Improving Fairness and Mitigating MADness in Generative Models
This addresses fairness and stability issues in generative models, which is important for applications requiring unbiased data generation, though it appears incremental as it builds on existing hypernetwork and regularization techniques.
The paper tackles unfairness, model autophagy disorder (MADness), and statistical bias in generative models by training them with intentionally designed hypernetworks and a regularization term, resulting in improved fairness for minority classes, stability in self-consumed settings, and less biased parameter estimates.

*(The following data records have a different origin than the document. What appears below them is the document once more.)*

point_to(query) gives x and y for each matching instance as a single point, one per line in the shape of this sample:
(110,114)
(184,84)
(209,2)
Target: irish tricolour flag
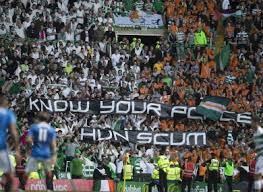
(212,107)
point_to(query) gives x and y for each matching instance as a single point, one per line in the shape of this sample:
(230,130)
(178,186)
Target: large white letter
(155,107)
(79,104)
(189,116)
(196,135)
(88,134)
(59,103)
(100,138)
(182,142)
(108,108)
(126,137)
(182,110)
(122,104)
(43,105)
(134,103)
(31,103)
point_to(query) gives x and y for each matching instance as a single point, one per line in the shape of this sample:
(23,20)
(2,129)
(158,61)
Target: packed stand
(68,50)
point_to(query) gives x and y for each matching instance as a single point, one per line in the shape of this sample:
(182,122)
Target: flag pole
(124,174)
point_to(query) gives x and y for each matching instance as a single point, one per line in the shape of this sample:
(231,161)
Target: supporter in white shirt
(80,15)
(63,5)
(26,23)
(3,30)
(82,80)
(33,77)
(50,48)
(19,30)
(96,6)
(149,166)
(115,58)
(35,53)
(87,4)
(119,165)
(51,32)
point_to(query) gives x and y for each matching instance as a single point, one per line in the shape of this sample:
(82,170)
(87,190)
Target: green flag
(212,107)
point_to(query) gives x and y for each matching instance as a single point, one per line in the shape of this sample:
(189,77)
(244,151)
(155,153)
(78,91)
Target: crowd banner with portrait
(144,137)
(124,107)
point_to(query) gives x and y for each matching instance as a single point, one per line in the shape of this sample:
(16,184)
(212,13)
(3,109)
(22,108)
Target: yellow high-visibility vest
(155,174)
(127,172)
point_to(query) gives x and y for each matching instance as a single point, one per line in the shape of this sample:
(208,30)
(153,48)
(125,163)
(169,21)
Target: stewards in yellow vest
(229,167)
(127,172)
(155,179)
(174,172)
(213,173)
(163,164)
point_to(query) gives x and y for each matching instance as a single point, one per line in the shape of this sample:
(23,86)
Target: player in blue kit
(7,123)
(43,138)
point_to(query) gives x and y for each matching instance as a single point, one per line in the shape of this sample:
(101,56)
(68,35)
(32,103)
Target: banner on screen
(144,137)
(127,107)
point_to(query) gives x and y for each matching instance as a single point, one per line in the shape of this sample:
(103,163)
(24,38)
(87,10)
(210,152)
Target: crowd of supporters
(68,50)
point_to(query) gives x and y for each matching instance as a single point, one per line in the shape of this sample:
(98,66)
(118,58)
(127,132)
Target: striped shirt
(258,138)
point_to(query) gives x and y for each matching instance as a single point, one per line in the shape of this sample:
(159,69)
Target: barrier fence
(83,185)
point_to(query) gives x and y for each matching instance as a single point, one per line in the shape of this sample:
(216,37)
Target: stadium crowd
(67,49)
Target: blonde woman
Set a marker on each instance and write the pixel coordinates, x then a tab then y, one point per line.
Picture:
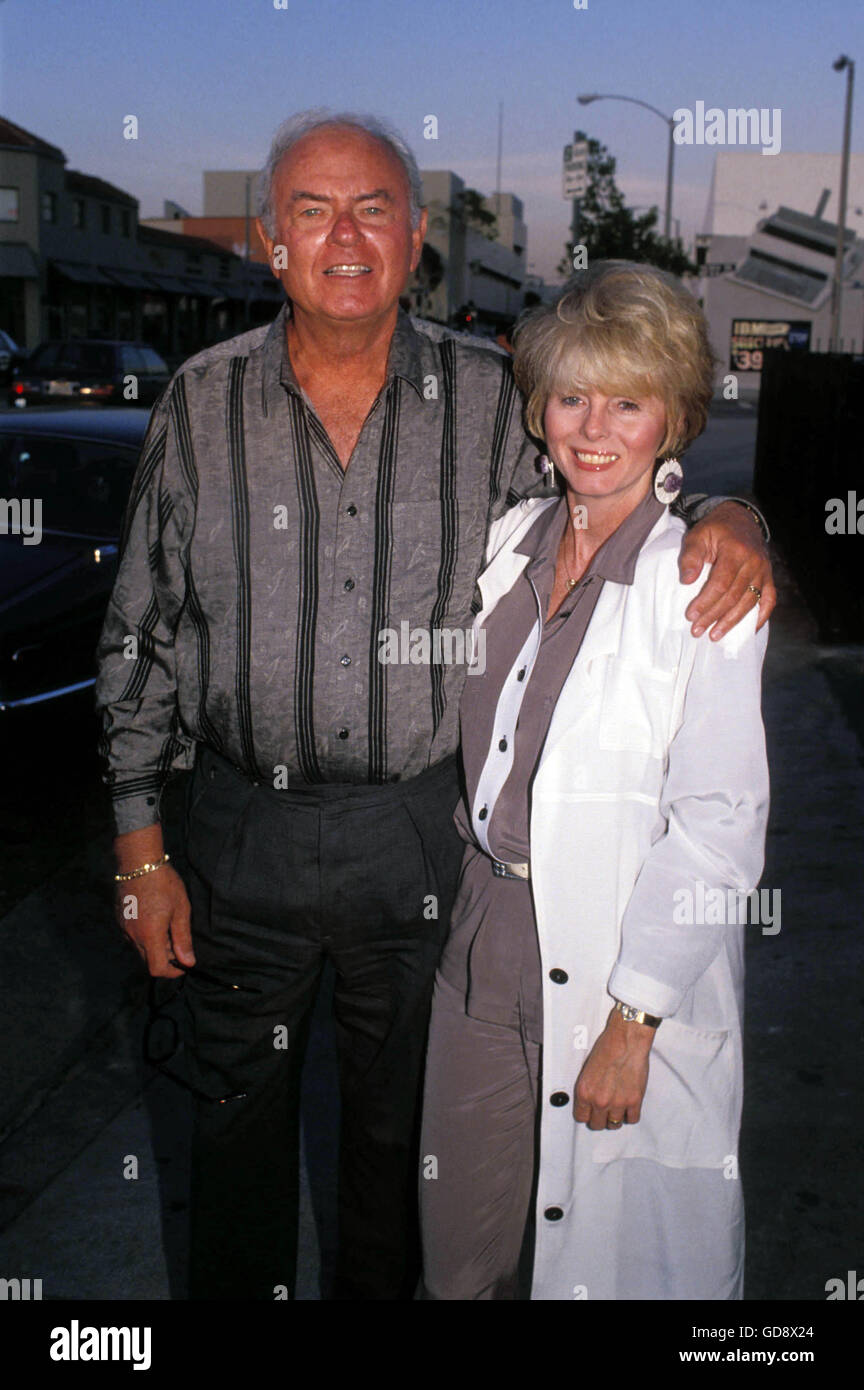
585	1072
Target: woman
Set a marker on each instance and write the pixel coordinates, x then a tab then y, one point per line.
585	1041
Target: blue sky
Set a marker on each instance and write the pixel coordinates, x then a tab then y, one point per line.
209	81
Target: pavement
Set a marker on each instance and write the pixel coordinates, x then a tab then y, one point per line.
95	1148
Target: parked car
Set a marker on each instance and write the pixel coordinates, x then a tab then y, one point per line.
89	370
78	464
10	355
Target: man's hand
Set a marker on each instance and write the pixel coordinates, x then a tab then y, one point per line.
153	911
614	1076
731	541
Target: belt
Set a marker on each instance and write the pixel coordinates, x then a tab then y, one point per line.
503	870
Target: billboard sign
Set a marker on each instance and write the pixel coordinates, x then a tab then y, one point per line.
575	170
750	337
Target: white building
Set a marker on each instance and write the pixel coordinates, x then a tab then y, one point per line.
749	185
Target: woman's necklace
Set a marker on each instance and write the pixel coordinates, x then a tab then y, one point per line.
571	583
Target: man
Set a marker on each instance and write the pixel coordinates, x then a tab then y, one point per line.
304	491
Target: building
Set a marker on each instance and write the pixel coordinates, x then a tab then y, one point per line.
77	263
229	214
481	277
774	288
748	185
463	271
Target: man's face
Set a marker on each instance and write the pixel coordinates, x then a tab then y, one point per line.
342	211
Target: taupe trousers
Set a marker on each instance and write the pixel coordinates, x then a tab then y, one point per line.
478	1132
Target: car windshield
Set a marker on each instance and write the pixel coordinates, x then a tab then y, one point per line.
96	357
81	484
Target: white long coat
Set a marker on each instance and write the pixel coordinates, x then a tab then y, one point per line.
652	784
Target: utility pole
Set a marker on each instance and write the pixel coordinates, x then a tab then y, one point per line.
841	246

Generative models unfairly penalize data belonging to minority classes, suffer from model autophagy disorder (MADness), and learn biased estimates of the underlying distribution parameters. Our theoretical and empirical results show that training generative models with intentionally designed hypernetworks leads to models that 1) are more fair when generating datapoints belonging to minority classes 2) are more stable in a self-consumed (i.e., MAD) setting, and 3) learn parameters that are less statistically biased. To further mitigate unfairness, MADness, and bias, we introduce a regularization term that penalizes discrepancies between a generative model's estimated weights when trained on real data versus its own synthetic data. To facilitate training existing deep generative models within our framework, we offer a scalable implementation of hypernetworks that automatically generates a hypernetwork architecture for any given generative model.